After witnessing a good deal of momentum which continued into early 2018, investors experienced a tough ride for the remaining first half of the year. Last month in particular, we saw how the change in tones of words between Beijing and Washington officials quickly escalated into ripples across global equities. Against a backdrop of rising interest rates in the US and equities hitting fresh lows, its hard for investors to not think that this may be the beginning of the bear market. In this article, we look to share our view with investors on why we think the markets are not headed for a bear territory at this juncture.
Rising risk free rates: Fed is doing it predictably
At the beginning of the year we have noted that inflation is one area to look out for and would like to reiterate our view on this matter again. While we understand that US Fed has embarked on a gradual path in the current rate hike cycle as to preserve US economy’s growth momentum, another key reason that was “holding back” the Fed officials from a fast-paced rate hike would be the benign inflation.
FIGURE 1: Inflation is gradually ticking higher.
Over 1H2018, inflation has started trending higher on the US’s economic front (see Figure 1), which suggests that US consumer spending may have finally gained traction. While there are now increased possibilities of a faster pace of rate hikes, we think investors can draw comfort from the Fed’s transparent and forward-guiding communication stance. Hence, we think monetary decisions from the US front are unlikely to induce volatilities on global equities.
Also, given that the Fed rates are now sitting comfortably above zero, the Fed now has more monetary flexibility to deal with any unexpected stunts towards economic growth.
US against the world: no full-blown trade war
Global equities have posted hefty declines last month, with most of the markets under our coverage ended in red. The White House has launched a trade war on three fronts, namely China, Canada and Mexico, and the European Union. Needless to say, the trade policy conflicts are a major source of uncertainty for the economy and financial markets and have dominated recent market movements.
FIGURE 2: Trade expectations are still holding up despite escalation of trade tensions
At this juncture, we have yet to see the materialised impact from increased tariffs, as trade figures across the globe are still showing healthy signs of global aggregate demand. Leading indicators such as the Morgan Stanley Global Trade Index (see Figure 2) are also holding up well. Although many have forecasted increased tariffs are likely to have a limited impact on GDP growth, an escalation of tensions between major economies is likely to lead to more significant market disruptions in the months ahead.

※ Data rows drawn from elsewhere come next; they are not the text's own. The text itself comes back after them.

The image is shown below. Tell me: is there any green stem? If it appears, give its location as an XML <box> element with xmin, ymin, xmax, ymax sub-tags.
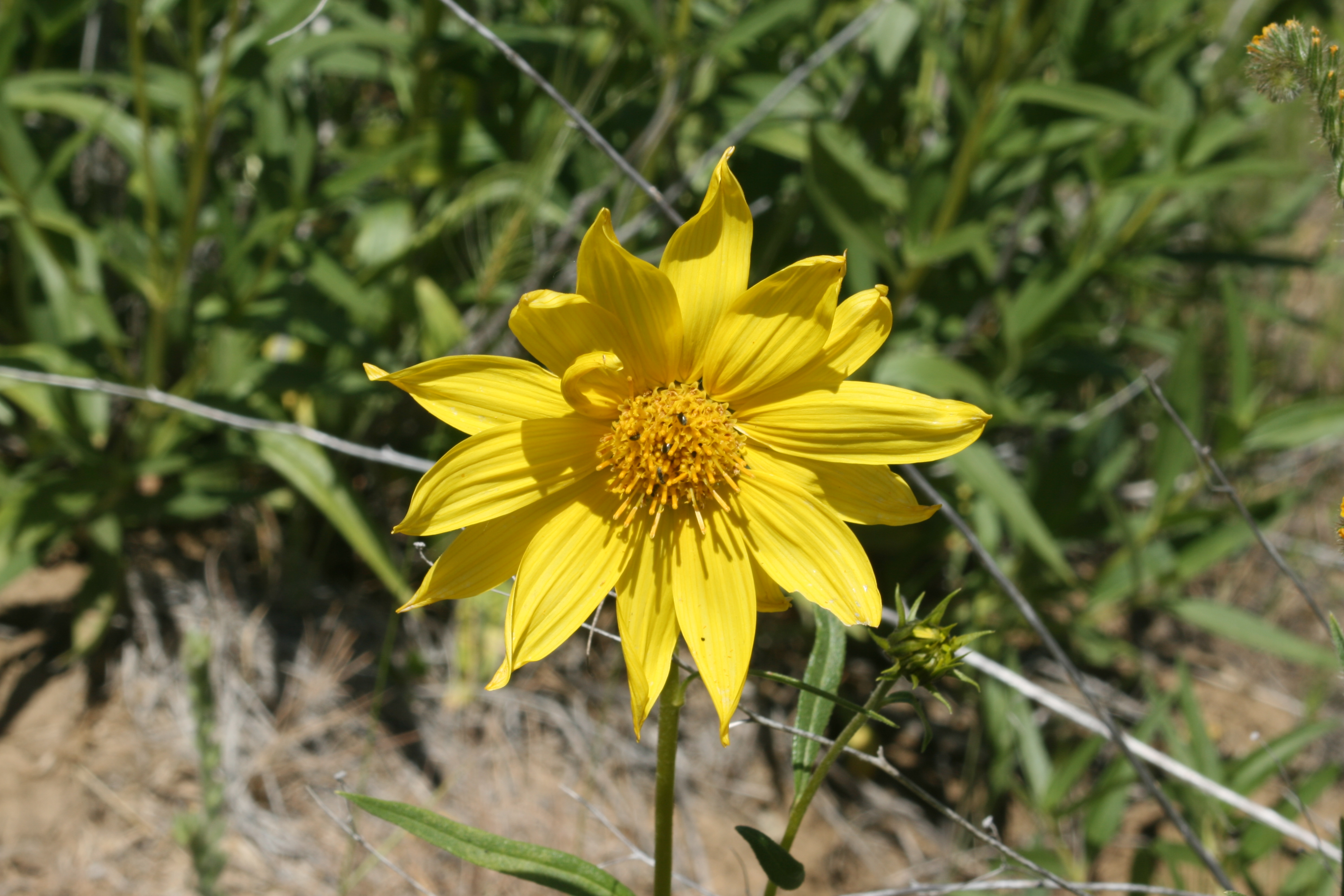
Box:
<box><xmin>653</xmin><ymin>658</ymin><xmax>685</xmax><ymax>896</ymax></box>
<box><xmin>894</xmin><ymin>3</ymin><xmax>1029</xmax><ymax>301</ymax></box>
<box><xmin>164</xmin><ymin>0</ymin><xmax>242</xmax><ymax>304</ymax></box>
<box><xmin>763</xmin><ymin>681</ymin><xmax>895</xmax><ymax>896</ymax></box>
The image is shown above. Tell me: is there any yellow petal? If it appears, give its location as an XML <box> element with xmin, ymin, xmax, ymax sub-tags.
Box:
<box><xmin>704</xmin><ymin>255</ymin><xmax>846</xmax><ymax>402</ymax></box>
<box><xmin>737</xmin><ymin>285</ymin><xmax>891</xmax><ymax>411</ymax></box>
<box><xmin>739</xmin><ymin>383</ymin><xmax>989</xmax><ymax>464</ymax></box>
<box><xmin>747</xmin><ymin>447</ymin><xmax>940</xmax><ymax>525</ymax></box>
<box><xmin>738</xmin><ymin>451</ymin><xmax>882</xmax><ymax>625</ymax></box>
<box><xmin>560</xmin><ymin>352</ymin><xmax>630</xmax><ymax>420</ymax></box>
<box><xmin>672</xmin><ymin>509</ymin><xmax>755</xmax><ymax>744</ymax></box>
<box><xmin>821</xmin><ymin>283</ymin><xmax>891</xmax><ymax>379</ymax></box>
<box><xmin>578</xmin><ymin>208</ymin><xmax>681</xmax><ymax>387</ymax></box>
<box><xmin>392</xmin><ymin>417</ymin><xmax>607</xmax><ymax>535</ymax></box>
<box><xmin>396</xmin><ymin>484</ymin><xmax>583</xmax><ymax>613</ymax></box>
<box><xmin>508</xmin><ymin>289</ymin><xmax>630</xmax><ymax>376</ymax></box>
<box><xmin>751</xmin><ymin>558</ymin><xmax>793</xmax><ymax>613</ymax></box>
<box><xmin>659</xmin><ymin>147</ymin><xmax>751</xmax><ymax>382</ymax></box>
<box><xmin>616</xmin><ymin>514</ymin><xmax>678</xmax><ymax>739</ymax></box>
<box><xmin>364</xmin><ymin>355</ymin><xmax>571</xmax><ymax>435</ymax></box>
<box><xmin>486</xmin><ymin>479</ymin><xmax>630</xmax><ymax>690</ymax></box>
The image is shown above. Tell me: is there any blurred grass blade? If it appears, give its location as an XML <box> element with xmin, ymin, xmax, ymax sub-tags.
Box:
<box><xmin>732</xmin><ymin>827</ymin><xmax>795</xmax><ymax>889</ymax></box>
<box><xmin>949</xmin><ymin>442</ymin><xmax>1074</xmax><ymax>582</ymax></box>
<box><xmin>1227</xmin><ymin>719</ymin><xmax>1338</xmax><ymax>794</ymax></box>
<box><xmin>1244</xmin><ymin>398</ymin><xmax>1344</xmax><ymax>451</ymax></box>
<box><xmin>1170</xmin><ymin>600</ymin><xmax>1337</xmax><ymax>669</ymax></box>
<box><xmin>793</xmin><ymin>608</ymin><xmax>846</xmax><ymax>794</ymax></box>
<box><xmin>339</xmin><ymin>793</ymin><xmax>634</xmax><ymax>896</ymax></box>
<box><xmin>255</xmin><ymin>432</ymin><xmax>411</xmax><ymax>600</ymax></box>
<box><xmin>1008</xmin><ymin>82</ymin><xmax>1168</xmax><ymax>126</ymax></box>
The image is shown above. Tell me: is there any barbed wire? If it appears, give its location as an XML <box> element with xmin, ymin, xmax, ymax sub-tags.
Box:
<box><xmin>896</xmin><ymin>464</ymin><xmax>1235</xmax><ymax>889</ymax></box>
<box><xmin>0</xmin><ymin>365</ymin><xmax>434</xmax><ymax>473</ymax></box>
<box><xmin>439</xmin><ymin>0</ymin><xmax>685</xmax><ymax>227</ymax></box>
<box><xmin>1144</xmin><ymin>371</ymin><xmax>1331</xmax><ymax>635</ymax></box>
<box><xmin>0</xmin><ymin>365</ymin><xmax>1341</xmax><ymax>861</ymax></box>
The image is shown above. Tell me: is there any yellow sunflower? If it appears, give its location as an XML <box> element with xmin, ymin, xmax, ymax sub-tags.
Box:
<box><xmin>366</xmin><ymin>150</ymin><xmax>989</xmax><ymax>743</ymax></box>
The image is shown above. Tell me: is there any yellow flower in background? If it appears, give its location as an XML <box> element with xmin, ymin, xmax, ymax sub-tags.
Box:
<box><xmin>366</xmin><ymin>149</ymin><xmax>989</xmax><ymax>743</ymax></box>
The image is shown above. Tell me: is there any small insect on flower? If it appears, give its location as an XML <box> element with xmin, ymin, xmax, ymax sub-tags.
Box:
<box><xmin>366</xmin><ymin>150</ymin><xmax>989</xmax><ymax>743</ymax></box>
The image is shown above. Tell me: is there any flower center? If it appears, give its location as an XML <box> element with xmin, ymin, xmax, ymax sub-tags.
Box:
<box><xmin>597</xmin><ymin>383</ymin><xmax>746</xmax><ymax>535</ymax></box>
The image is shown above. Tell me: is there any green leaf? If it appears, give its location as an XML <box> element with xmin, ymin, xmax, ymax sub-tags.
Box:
<box><xmin>1331</xmin><ymin>613</ymin><xmax>1344</xmax><ymax>666</ymax></box>
<box><xmin>1008</xmin><ymin>81</ymin><xmax>1168</xmax><ymax>126</ymax></box>
<box><xmin>867</xmin><ymin>0</ymin><xmax>919</xmax><ymax>78</ymax></box>
<box><xmin>1172</xmin><ymin>600</ymin><xmax>1336</xmax><ymax>669</ymax></box>
<box><xmin>415</xmin><ymin>277</ymin><xmax>466</xmax><ymax>361</ymax></box>
<box><xmin>734</xmin><ymin>825</ymin><xmax>808</xmax><ymax>889</ymax></box>
<box><xmin>1227</xmin><ymin>719</ymin><xmax>1338</xmax><ymax>794</ymax></box>
<box><xmin>354</xmin><ymin>199</ymin><xmax>415</xmax><ymax>266</ymax></box>
<box><xmin>1004</xmin><ymin>255</ymin><xmax>1095</xmax><ymax>343</ymax></box>
<box><xmin>949</xmin><ymin>442</ymin><xmax>1074</xmax><ymax>582</ymax></box>
<box><xmin>255</xmin><ymin>432</ymin><xmax>411</xmax><ymax>600</ymax></box>
<box><xmin>1244</xmin><ymin>398</ymin><xmax>1344</xmax><ymax>451</ymax></box>
<box><xmin>339</xmin><ymin>793</ymin><xmax>634</xmax><ymax>896</ymax></box>
<box><xmin>308</xmin><ymin>251</ymin><xmax>392</xmax><ymax>329</ymax></box>
<box><xmin>747</xmin><ymin>669</ymin><xmax>899</xmax><ymax>731</ymax></box>
<box><xmin>793</xmin><ymin>610</ymin><xmax>846</xmax><ymax>793</ymax></box>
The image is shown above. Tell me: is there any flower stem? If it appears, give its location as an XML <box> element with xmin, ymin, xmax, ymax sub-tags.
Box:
<box><xmin>763</xmin><ymin>681</ymin><xmax>895</xmax><ymax>896</ymax></box>
<box><xmin>653</xmin><ymin>658</ymin><xmax>685</xmax><ymax>896</ymax></box>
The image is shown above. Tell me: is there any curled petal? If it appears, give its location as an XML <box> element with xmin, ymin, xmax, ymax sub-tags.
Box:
<box><xmin>739</xmin><ymin>383</ymin><xmax>989</xmax><ymax>464</ymax></box>
<box><xmin>659</xmin><ymin>148</ymin><xmax>753</xmax><ymax>382</ymax></box>
<box><xmin>560</xmin><ymin>352</ymin><xmax>630</xmax><ymax>420</ymax></box>
<box><xmin>364</xmin><ymin>355</ymin><xmax>571</xmax><ymax>435</ymax></box>
<box><xmin>738</xmin><ymin>454</ymin><xmax>882</xmax><ymax>625</ymax></box>
<box><xmin>578</xmin><ymin>215</ymin><xmax>681</xmax><ymax>390</ymax></box>
<box><xmin>508</xmin><ymin>289</ymin><xmax>630</xmax><ymax>376</ymax></box>
<box><xmin>616</xmin><ymin>514</ymin><xmax>679</xmax><ymax>739</ymax></box>
<box><xmin>392</xmin><ymin>417</ymin><xmax>607</xmax><ymax>535</ymax></box>
<box><xmin>751</xmin><ymin>558</ymin><xmax>793</xmax><ymax>613</ymax></box>
<box><xmin>396</xmin><ymin>482</ymin><xmax>583</xmax><ymax>613</ymax></box>
<box><xmin>749</xmin><ymin>447</ymin><xmax>940</xmax><ymax>525</ymax></box>
<box><xmin>704</xmin><ymin>255</ymin><xmax>846</xmax><ymax>402</ymax></box>
<box><xmin>672</xmin><ymin>512</ymin><xmax>755</xmax><ymax>746</ymax></box>
<box><xmin>486</xmin><ymin>479</ymin><xmax>630</xmax><ymax>690</ymax></box>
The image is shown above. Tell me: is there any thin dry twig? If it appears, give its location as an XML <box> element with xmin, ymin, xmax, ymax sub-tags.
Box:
<box><xmin>728</xmin><ymin>705</ymin><xmax>1082</xmax><ymax>896</ymax></box>
<box><xmin>439</xmin><ymin>0</ymin><xmax>685</xmax><ymax>227</ymax></box>
<box><xmin>304</xmin><ymin>784</ymin><xmax>436</xmax><ymax>896</ymax></box>
<box><xmin>946</xmin><ymin>645</ymin><xmax>1340</xmax><ymax>861</ymax></box>
<box><xmin>1144</xmin><ymin>372</ymin><xmax>1331</xmax><ymax>635</ymax></box>
<box><xmin>10</xmin><ymin>367</ymin><xmax>1340</xmax><ymax>861</ymax></box>
<box><xmin>846</xmin><ymin>880</ymin><xmax>1208</xmax><ymax>896</ymax></box>
<box><xmin>0</xmin><ymin>367</ymin><xmax>434</xmax><ymax>473</ymax></box>
<box><xmin>898</xmin><ymin>464</ymin><xmax>1235</xmax><ymax>889</ymax></box>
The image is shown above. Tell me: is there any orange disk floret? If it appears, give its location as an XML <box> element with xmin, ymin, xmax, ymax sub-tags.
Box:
<box><xmin>597</xmin><ymin>383</ymin><xmax>746</xmax><ymax>535</ymax></box>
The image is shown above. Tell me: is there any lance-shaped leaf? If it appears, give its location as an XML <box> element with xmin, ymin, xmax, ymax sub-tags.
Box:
<box><xmin>793</xmin><ymin>610</ymin><xmax>846</xmax><ymax>793</ymax></box>
<box><xmin>340</xmin><ymin>793</ymin><xmax>634</xmax><ymax>896</ymax></box>
<box><xmin>734</xmin><ymin>827</ymin><xmax>795</xmax><ymax>889</ymax></box>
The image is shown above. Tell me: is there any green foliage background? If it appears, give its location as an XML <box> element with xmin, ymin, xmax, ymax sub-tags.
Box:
<box><xmin>0</xmin><ymin>0</ymin><xmax>1344</xmax><ymax>893</ymax></box>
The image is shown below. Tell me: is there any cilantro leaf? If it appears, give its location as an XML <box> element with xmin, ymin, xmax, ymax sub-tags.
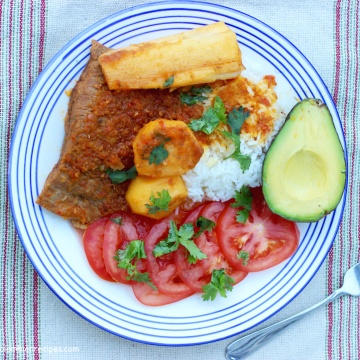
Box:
<box><xmin>114</xmin><ymin>240</ymin><xmax>156</xmax><ymax>290</ymax></box>
<box><xmin>214</xmin><ymin>96</ymin><xmax>227</xmax><ymax>123</ymax></box>
<box><xmin>153</xmin><ymin>220</ymin><xmax>207</xmax><ymax>263</ymax></box>
<box><xmin>202</xmin><ymin>269</ymin><xmax>235</xmax><ymax>301</ymax></box>
<box><xmin>145</xmin><ymin>189</ymin><xmax>171</xmax><ymax>214</ymax></box>
<box><xmin>236</xmin><ymin>250</ymin><xmax>250</xmax><ymax>266</ymax></box>
<box><xmin>228</xmin><ymin>106</ymin><xmax>250</xmax><ymax>135</ymax></box>
<box><xmin>231</xmin><ymin>185</ymin><xmax>252</xmax><ymax>210</ymax></box>
<box><xmin>230</xmin><ymin>186</ymin><xmax>252</xmax><ymax>224</ymax></box>
<box><xmin>221</xmin><ymin>131</ymin><xmax>251</xmax><ymax>172</ymax></box>
<box><xmin>163</xmin><ymin>75</ymin><xmax>175</xmax><ymax>88</ymax></box>
<box><xmin>194</xmin><ymin>216</ymin><xmax>215</xmax><ymax>239</ymax></box>
<box><xmin>110</xmin><ymin>216</ymin><xmax>122</xmax><ymax>226</ymax></box>
<box><xmin>188</xmin><ymin>96</ymin><xmax>226</xmax><ymax>135</ymax></box>
<box><xmin>236</xmin><ymin>209</ymin><xmax>250</xmax><ymax>224</ymax></box>
<box><xmin>106</xmin><ymin>166</ymin><xmax>137</xmax><ymax>184</ymax></box>
<box><xmin>180</xmin><ymin>86</ymin><xmax>212</xmax><ymax>106</ymax></box>
<box><xmin>149</xmin><ymin>143</ymin><xmax>169</xmax><ymax>165</ymax></box>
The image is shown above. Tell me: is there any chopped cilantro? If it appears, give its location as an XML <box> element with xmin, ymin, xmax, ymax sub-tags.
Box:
<box><xmin>236</xmin><ymin>250</ymin><xmax>250</xmax><ymax>266</ymax></box>
<box><xmin>163</xmin><ymin>75</ymin><xmax>175</xmax><ymax>88</ymax></box>
<box><xmin>149</xmin><ymin>143</ymin><xmax>169</xmax><ymax>165</ymax></box>
<box><xmin>145</xmin><ymin>189</ymin><xmax>171</xmax><ymax>214</ymax></box>
<box><xmin>188</xmin><ymin>96</ymin><xmax>226</xmax><ymax>135</ymax></box>
<box><xmin>221</xmin><ymin>131</ymin><xmax>251</xmax><ymax>172</ymax></box>
<box><xmin>180</xmin><ymin>86</ymin><xmax>212</xmax><ymax>106</ymax></box>
<box><xmin>222</xmin><ymin>106</ymin><xmax>251</xmax><ymax>172</ymax></box>
<box><xmin>110</xmin><ymin>216</ymin><xmax>122</xmax><ymax>226</ymax></box>
<box><xmin>114</xmin><ymin>240</ymin><xmax>156</xmax><ymax>290</ymax></box>
<box><xmin>202</xmin><ymin>269</ymin><xmax>235</xmax><ymax>301</ymax></box>
<box><xmin>231</xmin><ymin>186</ymin><xmax>252</xmax><ymax>224</ymax></box>
<box><xmin>194</xmin><ymin>216</ymin><xmax>215</xmax><ymax>239</ymax></box>
<box><xmin>153</xmin><ymin>220</ymin><xmax>206</xmax><ymax>264</ymax></box>
<box><xmin>106</xmin><ymin>166</ymin><xmax>137</xmax><ymax>184</ymax></box>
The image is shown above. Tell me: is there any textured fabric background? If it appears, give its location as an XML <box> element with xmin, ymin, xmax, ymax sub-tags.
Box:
<box><xmin>0</xmin><ymin>0</ymin><xmax>360</xmax><ymax>360</ymax></box>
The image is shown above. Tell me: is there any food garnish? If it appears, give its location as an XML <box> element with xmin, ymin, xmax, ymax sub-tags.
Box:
<box><xmin>115</xmin><ymin>240</ymin><xmax>156</xmax><ymax>290</ymax></box>
<box><xmin>163</xmin><ymin>75</ymin><xmax>174</xmax><ymax>88</ymax></box>
<box><xmin>149</xmin><ymin>139</ymin><xmax>170</xmax><ymax>165</ymax></box>
<box><xmin>145</xmin><ymin>189</ymin><xmax>171</xmax><ymax>214</ymax></box>
<box><xmin>201</xmin><ymin>269</ymin><xmax>235</xmax><ymax>301</ymax></box>
<box><xmin>133</xmin><ymin>119</ymin><xmax>204</xmax><ymax>177</ymax></box>
<box><xmin>110</xmin><ymin>216</ymin><xmax>123</xmax><ymax>226</ymax></box>
<box><xmin>106</xmin><ymin>166</ymin><xmax>137</xmax><ymax>184</ymax></box>
<box><xmin>230</xmin><ymin>186</ymin><xmax>252</xmax><ymax>224</ymax></box>
<box><xmin>236</xmin><ymin>250</ymin><xmax>250</xmax><ymax>266</ymax></box>
<box><xmin>262</xmin><ymin>99</ymin><xmax>346</xmax><ymax>222</ymax></box>
<box><xmin>180</xmin><ymin>85</ymin><xmax>212</xmax><ymax>106</ymax></box>
<box><xmin>99</xmin><ymin>22</ymin><xmax>243</xmax><ymax>90</ymax></box>
<box><xmin>153</xmin><ymin>220</ymin><xmax>206</xmax><ymax>263</ymax></box>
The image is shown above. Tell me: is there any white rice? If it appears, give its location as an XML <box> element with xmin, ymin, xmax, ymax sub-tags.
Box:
<box><xmin>183</xmin><ymin>68</ymin><xmax>296</xmax><ymax>202</ymax></box>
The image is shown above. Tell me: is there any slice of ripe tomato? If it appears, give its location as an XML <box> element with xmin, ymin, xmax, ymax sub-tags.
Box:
<box><xmin>103</xmin><ymin>212</ymin><xmax>154</xmax><ymax>284</ymax></box>
<box><xmin>175</xmin><ymin>201</ymin><xmax>247</xmax><ymax>292</ymax></box>
<box><xmin>145</xmin><ymin>219</ymin><xmax>194</xmax><ymax>298</ymax></box>
<box><xmin>83</xmin><ymin>218</ymin><xmax>114</xmax><ymax>281</ymax></box>
<box><xmin>216</xmin><ymin>188</ymin><xmax>299</xmax><ymax>272</ymax></box>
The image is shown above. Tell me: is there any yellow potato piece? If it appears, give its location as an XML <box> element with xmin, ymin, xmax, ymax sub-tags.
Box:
<box><xmin>133</xmin><ymin>119</ymin><xmax>204</xmax><ymax>177</ymax></box>
<box><xmin>125</xmin><ymin>176</ymin><xmax>188</xmax><ymax>219</ymax></box>
<box><xmin>99</xmin><ymin>22</ymin><xmax>244</xmax><ymax>90</ymax></box>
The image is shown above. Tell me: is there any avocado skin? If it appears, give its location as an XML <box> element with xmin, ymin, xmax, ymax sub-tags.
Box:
<box><xmin>262</xmin><ymin>98</ymin><xmax>346</xmax><ymax>222</ymax></box>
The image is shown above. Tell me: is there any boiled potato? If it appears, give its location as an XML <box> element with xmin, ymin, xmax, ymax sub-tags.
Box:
<box><xmin>125</xmin><ymin>176</ymin><xmax>188</xmax><ymax>219</ymax></box>
<box><xmin>133</xmin><ymin>119</ymin><xmax>204</xmax><ymax>177</ymax></box>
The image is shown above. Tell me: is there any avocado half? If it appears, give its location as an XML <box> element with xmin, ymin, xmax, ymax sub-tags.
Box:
<box><xmin>262</xmin><ymin>99</ymin><xmax>346</xmax><ymax>222</ymax></box>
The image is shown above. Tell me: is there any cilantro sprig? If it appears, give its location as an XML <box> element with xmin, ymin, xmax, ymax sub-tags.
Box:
<box><xmin>194</xmin><ymin>216</ymin><xmax>216</xmax><ymax>239</ymax></box>
<box><xmin>145</xmin><ymin>189</ymin><xmax>171</xmax><ymax>214</ymax></box>
<box><xmin>106</xmin><ymin>166</ymin><xmax>137</xmax><ymax>184</ymax></box>
<box><xmin>114</xmin><ymin>240</ymin><xmax>157</xmax><ymax>290</ymax></box>
<box><xmin>221</xmin><ymin>106</ymin><xmax>251</xmax><ymax>172</ymax></box>
<box><xmin>202</xmin><ymin>269</ymin><xmax>235</xmax><ymax>301</ymax></box>
<box><xmin>149</xmin><ymin>140</ymin><xmax>169</xmax><ymax>165</ymax></box>
<box><xmin>163</xmin><ymin>75</ymin><xmax>175</xmax><ymax>88</ymax></box>
<box><xmin>230</xmin><ymin>186</ymin><xmax>252</xmax><ymax>224</ymax></box>
<box><xmin>153</xmin><ymin>220</ymin><xmax>207</xmax><ymax>264</ymax></box>
<box><xmin>188</xmin><ymin>96</ymin><xmax>227</xmax><ymax>135</ymax></box>
<box><xmin>236</xmin><ymin>250</ymin><xmax>250</xmax><ymax>266</ymax></box>
<box><xmin>180</xmin><ymin>85</ymin><xmax>212</xmax><ymax>106</ymax></box>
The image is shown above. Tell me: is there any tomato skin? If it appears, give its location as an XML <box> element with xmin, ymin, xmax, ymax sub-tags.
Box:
<box><xmin>216</xmin><ymin>188</ymin><xmax>299</xmax><ymax>272</ymax></box>
<box><xmin>175</xmin><ymin>202</ymin><xmax>247</xmax><ymax>292</ymax></box>
<box><xmin>83</xmin><ymin>218</ymin><xmax>114</xmax><ymax>281</ymax></box>
<box><xmin>103</xmin><ymin>212</ymin><xmax>153</xmax><ymax>284</ymax></box>
<box><xmin>145</xmin><ymin>219</ymin><xmax>194</xmax><ymax>298</ymax></box>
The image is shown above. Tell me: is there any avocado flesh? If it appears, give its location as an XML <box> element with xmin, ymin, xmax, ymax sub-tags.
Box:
<box><xmin>262</xmin><ymin>99</ymin><xmax>346</xmax><ymax>222</ymax></box>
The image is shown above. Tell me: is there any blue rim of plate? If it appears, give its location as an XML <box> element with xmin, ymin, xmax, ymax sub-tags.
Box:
<box><xmin>9</xmin><ymin>1</ymin><xmax>347</xmax><ymax>346</ymax></box>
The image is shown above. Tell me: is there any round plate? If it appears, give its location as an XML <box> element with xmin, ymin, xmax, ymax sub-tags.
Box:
<box><xmin>9</xmin><ymin>1</ymin><xmax>346</xmax><ymax>345</ymax></box>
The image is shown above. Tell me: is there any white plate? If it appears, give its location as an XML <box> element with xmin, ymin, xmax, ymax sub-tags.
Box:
<box><xmin>9</xmin><ymin>1</ymin><xmax>346</xmax><ymax>345</ymax></box>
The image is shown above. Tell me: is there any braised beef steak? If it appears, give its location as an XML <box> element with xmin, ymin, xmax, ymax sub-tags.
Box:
<box><xmin>37</xmin><ymin>41</ymin><xmax>203</xmax><ymax>226</ymax></box>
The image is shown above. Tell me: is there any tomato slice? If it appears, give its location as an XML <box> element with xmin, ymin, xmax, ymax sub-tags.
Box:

That said, the current decline across the board is not tied to any material change in the fundamentals of the economy or significant downward revision in earnings estimates. That leaves us with an opportunity to look into regions and countries that offers decent growth potential.
Jittery investors: it’s a good thing
The remarkable rally in financial markets last year was built on the recovery of global economy as well as record profits posted by companies. Although some contrarians have voiced their concerns for overheating market and higher valuations, we noted that market participants are now more cautious and wary of the developments on the economic front (see Figure 3), thanks to the on-going trade spat which jolted equity markets. This reduces the possibility of a meltdown of asset prices.
FIGURE 3: Investors are more cautious now compared to 2017.
FIGURE 4: Valuations are not showing signs of exuberance yet.
For those who are not new to the market, many of the previous crashes were led by the irrational exuberance, which gave rise to a bubble in asset prices. Projecting recent memories, the tech crash in 2000 and housing bubble in 2007 were built on euphoric sentiment rather than improvement in asset fundamentals. Eventually, the subsequent sell-off led to severe losses.
Most of the current concerns are stemming from policy wrongfooting, particularly on the global trade front. Our base case is that there will not be a full-blown trade war, doing so would choke off precious growth momentum and aggregate demand that various policymakers have been struggling to revive over the past few years. For the worst, should the implementations of policy yielded undesired outcome,
those policies could be reversed. This spares policymakers with some room for rectification.
Looking at pre-crisis valuations in the past, we have yet to see asset prices derailing from their respective fundamentals. We think this area is an important one to look out for because unlike policies, steep drop in asset prices and loss in portfolio values are irreversible. With the above said, we think markets are not headed for a bear territory yet.